Software, technology, sysadmin war stories, and more. Feed
Monday, February 25, 2013

Fixing a sick Indy in a fishbowl room

I've had to rescue some weird machines over the years. Not all of this happened in the scope of a sysadmin or tech support gig. Sometimes, I got stuck with something because I was the only "Unix person" around at the time, and possibly because they could guilt me into helping.

This was the case with the sick SGI Indy at my school. In this one "fishbowl" classroom (so named because it had a -large- window to the hallway for no apparent reason), they had a bunch of Windows boxes in rows, and a lonely little SGI box sitting on the back shelf. It was plugged in and could be turned on, but it was impossible to log in. Apparently, someone had lost the root password.

I didn't know anything about you'd bring one of those to single user mode, no documentation was available, and I'm not sure how much help I would have found online. Still, I had a better idea: let me pull out the disk and feed it to one of my Linux boxes at work. I know they can mount the filesystem, even if just read-only, and then I'll read the passwd file and simply crack the root password. Then I'll put the drive back into the real machine, log in with that password, and set things straight.

They actually went along with this, and so, one night, I cracked open the box, extracted the drive, and slipped it into an anti-static bag. The next day I took it to work where there were plenty of Linux boxes with a variety of SCSI connectors. One was bound to fit. I got it connected and mounted it read-only, and that's when I found out what had actually happened. They hadn't lost their root password. Oh no, this was far worse than that.

Someone had scribbled all over /etc/passwd. You couldn't log in as root, or any other user for that matter, since there were no valid entries in the file! It looked like someone had written a shell script in an attempt to mass-add new users from a list, and had overwritten the passwd file with the input data in the process. Then, they must have logged out and/or exited the root shell before putting it back to a working state.
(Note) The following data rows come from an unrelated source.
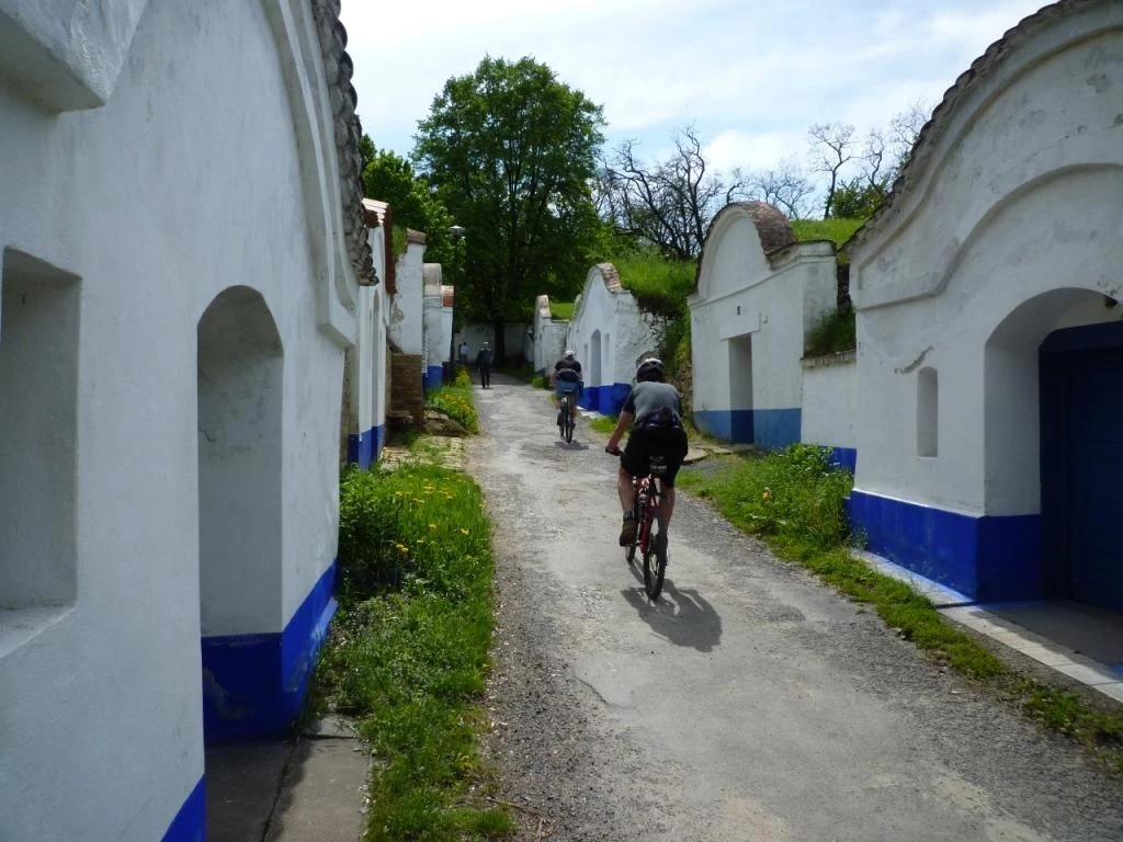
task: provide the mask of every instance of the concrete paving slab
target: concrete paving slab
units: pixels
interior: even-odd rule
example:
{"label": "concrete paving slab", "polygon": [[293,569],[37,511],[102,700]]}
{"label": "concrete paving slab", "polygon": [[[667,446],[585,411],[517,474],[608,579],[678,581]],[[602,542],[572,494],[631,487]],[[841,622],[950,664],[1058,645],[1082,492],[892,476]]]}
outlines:
{"label": "concrete paving slab", "polygon": [[371,756],[353,739],[301,740],[265,842],[357,842],[366,827]]}
{"label": "concrete paving slab", "polygon": [[958,591],[953,591],[947,585],[941,585],[939,582],[925,578],[919,573],[914,573],[906,567],[894,564],[882,556],[877,556],[873,552],[866,552],[865,550],[852,550],[852,553],[878,573],[911,585],[917,593],[926,596],[938,608],[949,605],[965,605],[975,602],[971,597],[960,594]]}
{"label": "concrete paving slab", "polygon": [[299,740],[210,747],[206,763],[209,842],[362,839],[371,756],[346,720],[316,722]]}
{"label": "concrete paving slab", "polygon": [[207,839],[259,840],[292,753],[286,740],[214,745],[207,749]]}

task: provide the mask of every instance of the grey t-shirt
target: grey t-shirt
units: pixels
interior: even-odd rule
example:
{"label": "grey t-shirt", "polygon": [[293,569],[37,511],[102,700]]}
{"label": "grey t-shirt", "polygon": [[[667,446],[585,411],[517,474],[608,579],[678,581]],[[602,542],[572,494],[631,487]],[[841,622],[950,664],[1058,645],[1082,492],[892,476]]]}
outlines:
{"label": "grey t-shirt", "polygon": [[678,390],[669,383],[650,381],[640,381],[632,386],[623,405],[624,412],[630,412],[636,417],[637,424],[654,421],[664,409],[674,413],[674,419],[677,422],[682,421],[683,406],[678,399]]}

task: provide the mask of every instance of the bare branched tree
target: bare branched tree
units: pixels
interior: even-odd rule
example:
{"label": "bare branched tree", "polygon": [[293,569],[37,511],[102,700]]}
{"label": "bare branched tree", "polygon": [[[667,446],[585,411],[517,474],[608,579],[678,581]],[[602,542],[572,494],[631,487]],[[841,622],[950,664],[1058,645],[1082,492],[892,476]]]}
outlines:
{"label": "bare branched tree", "polygon": [[763,170],[749,181],[754,199],[779,208],[792,219],[806,217],[809,200],[815,192],[806,173],[792,158],[785,158],[772,170]]}
{"label": "bare branched tree", "polygon": [[692,259],[702,250],[710,220],[745,182],[713,172],[693,126],[675,136],[675,152],[648,163],[628,140],[601,168],[596,202],[602,217],[668,257]]}
{"label": "bare branched tree", "polygon": [[895,179],[900,175],[905,164],[909,163],[913,147],[920,138],[920,131],[931,115],[931,106],[924,100],[916,100],[889,120],[888,147],[894,158],[892,177]]}
{"label": "bare branched tree", "polygon": [[818,122],[807,130],[812,155],[811,168],[827,177],[823,218],[831,216],[834,191],[838,190],[842,167],[850,163],[858,152],[853,134],[855,127],[847,122]]}

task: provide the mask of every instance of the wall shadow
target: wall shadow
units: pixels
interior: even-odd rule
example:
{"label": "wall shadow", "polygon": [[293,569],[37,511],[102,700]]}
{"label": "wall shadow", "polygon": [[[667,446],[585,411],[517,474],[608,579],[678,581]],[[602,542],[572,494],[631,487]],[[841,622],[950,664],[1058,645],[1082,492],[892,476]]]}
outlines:
{"label": "wall shadow", "polygon": [[713,651],[721,644],[721,616],[696,588],[679,591],[674,582],[665,579],[663,593],[652,603],[643,593],[642,568],[633,565],[631,570],[640,586],[621,593],[651,631],[675,646],[700,652]]}

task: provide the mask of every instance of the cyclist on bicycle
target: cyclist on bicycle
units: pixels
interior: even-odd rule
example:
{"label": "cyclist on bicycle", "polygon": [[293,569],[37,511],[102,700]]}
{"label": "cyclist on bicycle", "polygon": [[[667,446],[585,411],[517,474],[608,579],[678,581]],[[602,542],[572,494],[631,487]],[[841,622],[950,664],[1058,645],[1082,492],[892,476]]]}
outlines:
{"label": "cyclist on bicycle", "polygon": [[664,379],[663,360],[648,357],[636,369],[636,385],[632,386],[620,411],[617,429],[612,431],[605,451],[620,452],[620,439],[631,427],[631,434],[620,459],[617,491],[620,505],[624,510],[624,522],[620,530],[620,546],[627,547],[636,540],[639,524],[632,514],[636,488],[632,478],[650,470],[652,456],[661,456],[667,473],[663,477],[663,518],[670,525],[675,511],[675,475],[686,458],[686,430],[683,428],[683,404],[678,390]]}
{"label": "cyclist on bicycle", "polygon": [[[565,356],[554,364],[554,370],[550,372],[550,385],[554,386],[554,406],[558,410],[562,409],[562,395],[570,394],[574,396],[569,401],[569,417],[576,422],[577,399],[585,384],[582,381],[581,363],[577,361],[576,355],[572,350],[567,350]],[[562,425],[560,412],[558,413],[558,425]]]}

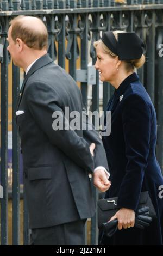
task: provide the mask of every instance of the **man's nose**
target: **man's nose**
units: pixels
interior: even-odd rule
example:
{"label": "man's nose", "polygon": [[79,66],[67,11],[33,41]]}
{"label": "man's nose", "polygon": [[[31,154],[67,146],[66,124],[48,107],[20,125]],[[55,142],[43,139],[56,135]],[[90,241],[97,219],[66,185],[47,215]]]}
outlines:
{"label": "man's nose", "polygon": [[96,60],[96,62],[95,68],[96,69],[98,69],[98,65],[97,64],[97,60]]}

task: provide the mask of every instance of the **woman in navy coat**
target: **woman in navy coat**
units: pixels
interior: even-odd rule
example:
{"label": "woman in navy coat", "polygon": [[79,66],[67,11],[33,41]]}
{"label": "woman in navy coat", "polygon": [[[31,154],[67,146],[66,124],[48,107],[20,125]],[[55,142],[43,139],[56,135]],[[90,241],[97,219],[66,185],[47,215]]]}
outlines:
{"label": "woman in navy coat", "polygon": [[[102,139],[112,184],[105,198],[118,197],[120,209],[111,219],[118,219],[118,230],[111,238],[101,232],[100,243],[162,245],[163,178],[155,155],[156,113],[134,72],[145,62],[143,42],[135,33],[116,31],[104,32],[94,46],[100,80],[115,89],[106,107],[111,133]],[[157,218],[141,230],[134,227],[135,211],[146,191]]]}

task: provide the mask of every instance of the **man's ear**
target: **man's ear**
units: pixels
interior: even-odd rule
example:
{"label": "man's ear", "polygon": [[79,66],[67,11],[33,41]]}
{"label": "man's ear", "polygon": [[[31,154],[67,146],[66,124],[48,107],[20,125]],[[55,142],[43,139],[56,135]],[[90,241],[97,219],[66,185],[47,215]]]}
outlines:
{"label": "man's ear", "polygon": [[16,38],[16,44],[20,51],[22,51],[23,48],[23,42],[20,38]]}

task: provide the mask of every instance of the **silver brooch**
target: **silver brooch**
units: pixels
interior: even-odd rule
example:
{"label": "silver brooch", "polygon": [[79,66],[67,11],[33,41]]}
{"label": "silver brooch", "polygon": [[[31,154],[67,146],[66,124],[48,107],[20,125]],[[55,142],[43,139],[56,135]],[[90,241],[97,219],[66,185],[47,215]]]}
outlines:
{"label": "silver brooch", "polygon": [[121,101],[121,100],[122,100],[123,98],[123,95],[120,96],[120,101]]}

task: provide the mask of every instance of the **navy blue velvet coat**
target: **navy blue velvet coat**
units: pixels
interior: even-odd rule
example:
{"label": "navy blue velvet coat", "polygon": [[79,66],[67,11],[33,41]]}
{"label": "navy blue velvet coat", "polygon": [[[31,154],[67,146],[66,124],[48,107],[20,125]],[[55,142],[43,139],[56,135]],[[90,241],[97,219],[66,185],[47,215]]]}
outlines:
{"label": "navy blue velvet coat", "polygon": [[102,235],[101,244],[162,244],[163,198],[159,193],[163,178],[155,155],[156,113],[136,73],[115,90],[106,110],[111,111],[111,134],[102,139],[112,185],[105,198],[118,196],[120,208],[135,210],[141,192],[148,191],[158,218],[145,230],[134,227],[118,230],[111,239]]}

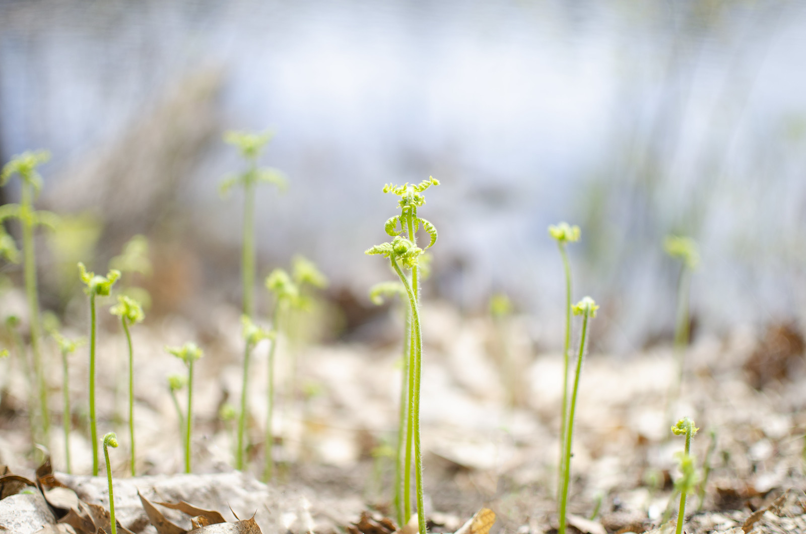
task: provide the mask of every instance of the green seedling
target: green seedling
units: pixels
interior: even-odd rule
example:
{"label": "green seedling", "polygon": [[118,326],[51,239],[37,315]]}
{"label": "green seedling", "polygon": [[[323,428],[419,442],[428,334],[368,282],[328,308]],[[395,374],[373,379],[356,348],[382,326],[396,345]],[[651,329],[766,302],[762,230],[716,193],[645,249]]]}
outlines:
{"label": "green seedling", "polygon": [[[397,202],[401,208],[401,215],[389,218],[384,225],[386,233],[393,239],[391,242],[377,244],[368,249],[368,255],[380,255],[388,258],[392,268],[395,270],[401,282],[405,287],[411,308],[411,329],[409,332],[409,398],[410,408],[408,414],[406,428],[406,459],[404,483],[404,506],[406,518],[410,515],[409,507],[411,506],[410,475],[412,465],[412,444],[413,442],[414,477],[417,493],[418,528],[420,534],[426,534],[426,515],[423,508],[422,488],[422,451],[420,443],[420,383],[422,361],[422,333],[420,327],[419,311],[419,271],[418,261],[426,248],[429,248],[437,242],[437,229],[431,223],[418,216],[417,208],[426,203],[422,195],[423,191],[431,186],[438,186],[439,181],[433,177],[424,180],[416,186],[408,183],[403,186],[387,184],[384,186],[384,193],[393,193],[401,197]],[[430,240],[427,246],[420,248],[416,244],[416,232],[420,226],[429,235]],[[401,234],[405,233],[408,239]],[[411,280],[406,276],[403,269],[411,270]]]}
{"label": "green seedling", "polygon": [[185,472],[190,473],[190,431],[193,420],[193,362],[202,357],[202,351],[195,343],[189,341],[181,347],[165,347],[165,350],[184,361],[188,366],[188,415],[185,419]]}
{"label": "green seedling", "polygon": [[[45,150],[25,152],[14,156],[0,172],[0,186],[8,184],[11,177],[20,178],[20,200],[19,204],[0,206],[0,226],[10,218],[19,219],[23,234],[23,266],[25,277],[25,294],[28,301],[29,328],[31,329],[31,350],[34,356],[34,371],[39,396],[39,411],[42,416],[42,432],[45,443],[50,434],[50,412],[48,410],[48,390],[45,384],[45,365],[39,350],[39,303],[36,290],[36,258],[34,252],[34,229],[37,226],[54,228],[58,218],[50,211],[35,211],[33,202],[42,190],[42,177],[36,168],[50,159]],[[19,257],[19,251],[13,240],[5,230],[0,235],[3,255],[10,260]]]}
{"label": "green seedling", "polygon": [[143,313],[143,307],[139,302],[125,295],[118,295],[118,303],[113,306],[109,311],[113,315],[120,317],[120,323],[126,333],[126,343],[129,348],[129,439],[131,444],[130,463],[131,464],[131,476],[134,477],[136,475],[135,472],[135,356],[131,348],[131,334],[129,333],[129,326],[142,322],[145,319],[145,314]]}
{"label": "green seedling", "polygon": [[255,346],[264,340],[273,339],[275,332],[268,332],[255,324],[248,315],[241,316],[243,325],[243,382],[241,387],[241,412],[238,416],[238,450],[235,452],[235,469],[243,470],[243,431],[247,421],[247,398],[249,386],[249,357]]}
{"label": "green seedling", "polygon": [[559,534],[565,534],[566,509],[568,503],[568,482],[571,480],[571,446],[574,440],[574,414],[576,411],[576,395],[580,390],[580,375],[582,373],[582,360],[585,355],[585,338],[588,335],[588,319],[596,316],[599,307],[590,297],[584,297],[574,305],[571,311],[575,315],[582,315],[582,335],[580,340],[580,353],[576,357],[576,372],[574,374],[574,389],[571,394],[568,407],[568,420],[566,425],[565,454],[563,457],[563,491],[559,500]]}
{"label": "green seedling", "polygon": [[268,376],[266,392],[266,450],[264,478],[270,480],[274,474],[272,448],[274,435],[272,432],[272,419],[274,414],[274,357],[277,349],[277,336],[280,333],[280,317],[285,309],[293,305],[299,299],[299,288],[291,277],[282,269],[275,269],[266,277],[266,289],[274,294],[274,308],[272,311],[272,330],[273,340],[268,349]]}
{"label": "green seedling", "polygon": [[235,186],[243,187],[243,244],[241,254],[241,279],[243,284],[243,314],[252,317],[255,284],[255,186],[258,183],[271,183],[280,190],[286,187],[286,179],[276,169],[258,168],[257,160],[266,144],[271,140],[271,132],[247,133],[227,131],[224,141],[238,148],[247,161],[247,169],[239,174],[231,174],[218,186],[222,194],[226,194]]}
{"label": "green seedling", "polygon": [[563,269],[565,270],[565,340],[563,344],[563,404],[560,406],[559,417],[559,469],[557,469],[557,499],[559,500],[559,494],[562,489],[563,480],[563,457],[565,454],[565,427],[568,415],[568,362],[571,358],[569,354],[571,345],[571,263],[568,261],[568,253],[565,247],[568,243],[575,243],[580,240],[580,227],[569,225],[567,223],[549,227],[549,235],[557,240],[557,248],[559,249],[560,257],[563,259]]}
{"label": "green seedling", "polygon": [[[369,299],[373,304],[381,305],[388,297],[398,295],[401,301],[408,297],[405,286],[399,282],[382,282],[376,284],[369,290]],[[405,302],[405,301],[404,301]],[[395,511],[397,515],[397,524],[405,524],[407,519],[405,516],[405,505],[403,500],[403,473],[405,469],[405,435],[406,423],[408,420],[409,411],[409,358],[410,345],[409,332],[411,329],[411,319],[409,314],[409,307],[403,306],[403,357],[401,358],[401,402],[400,416],[397,424],[397,461],[395,462],[395,490],[393,499],[395,506]]]}
{"label": "green seedling", "polygon": [[667,411],[671,413],[673,403],[680,395],[680,386],[683,384],[686,346],[688,344],[689,338],[688,296],[692,273],[700,263],[700,254],[697,252],[697,244],[688,237],[669,236],[663,242],[663,248],[669,256],[679,259],[682,263],[677,283],[677,311],[675,319],[675,356],[677,361],[677,373],[669,393],[667,407]]}
{"label": "green seedling", "polygon": [[88,272],[81,262],[78,263],[81,282],[86,286],[84,292],[89,297],[89,435],[93,442],[93,476],[98,476],[98,422],[95,419],[95,297],[106,296],[112,286],[120,277],[120,271],[112,269],[106,277]]}
{"label": "green seedling", "polygon": [[680,506],[677,512],[677,534],[683,532],[683,521],[685,519],[686,512],[686,496],[690,493],[694,493],[697,486],[696,470],[694,467],[694,457],[691,455],[692,438],[700,430],[694,426],[694,421],[683,417],[671,428],[671,432],[675,436],[685,436],[686,446],[683,453],[677,453],[675,457],[679,465],[680,473],[683,474],[679,478],[675,481],[675,490],[680,493]]}
{"label": "green seedling", "polygon": [[103,436],[103,455],[106,459],[106,482],[109,484],[109,522],[112,534],[118,534],[118,526],[114,520],[114,494],[112,493],[112,466],[109,461],[109,448],[117,448],[118,436],[109,432]]}
{"label": "green seedling", "polygon": [[173,401],[173,407],[177,410],[177,420],[179,421],[179,435],[182,435],[185,429],[185,415],[182,409],[179,407],[179,400],[177,398],[177,392],[181,390],[187,384],[187,378],[181,374],[172,374],[168,377],[168,390],[171,393],[171,400]]}
{"label": "green seedling", "polygon": [[59,352],[61,353],[62,394],[64,395],[64,407],[61,417],[62,426],[64,428],[64,461],[67,464],[67,474],[71,474],[73,471],[70,465],[70,375],[68,373],[67,357],[75,353],[76,349],[86,341],[83,339],[69,340],[56,330],[52,330],[50,335],[59,345]]}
Given that Linux did not have a way to write to that filesystem, I was unable to drop in a simple "root:(blah):0:0::/root:/bin/sh" to bring it back to life. I'd need another SGI machine to do that.

Where was I going to find another "real Unix" box? Certainly not where I worked. All we had were a couple of Linux and BSD/OS machines and a gaggle of Windows boxes. Fortunately, I knew people who could help. My friend the webmaster had previously worked at a place which used SGIs. He still knew people there and was on good terms with them, so he got a friend of his to help us out.

One evening, we went over there with the drive and handed it over. There, in a back room, one of their guys cracked open their machine, mounted the disk, grimaced at the mess, and then cranked up vi and keyed in a quick placeholder entry. Then he just unmounted it, shut down the box, unplugged the disk, and handed it back. It didn't take long. We probably spent more time talking about random tech things than actually playing with the drive.

Back at school, I told them what I had found and what we managed to do to fix it, and they were happy, but apparently they had decided to move on. That machine would no longer be used, and even though it theoretically would boot and allow logins, it wasn't worth the trouble of trying to maintain any more. They were over it.

Had I known they intended to just throw the machine out, I would have done far more interesting things with that drive. For one thing, I intended to find out whether the filesystem had any sort of checksums or other integrity measures for the content. I was going to hex-edit the raw partition, find the passwd file, and slap in just enough bytes to make it parse properly. I might not be able to see it as a real filesystem, but those bytes had to in there somewhere. Somehow, sector editing always shows up in my life when everything else fails.

I guess I'll never know whether that might have worked.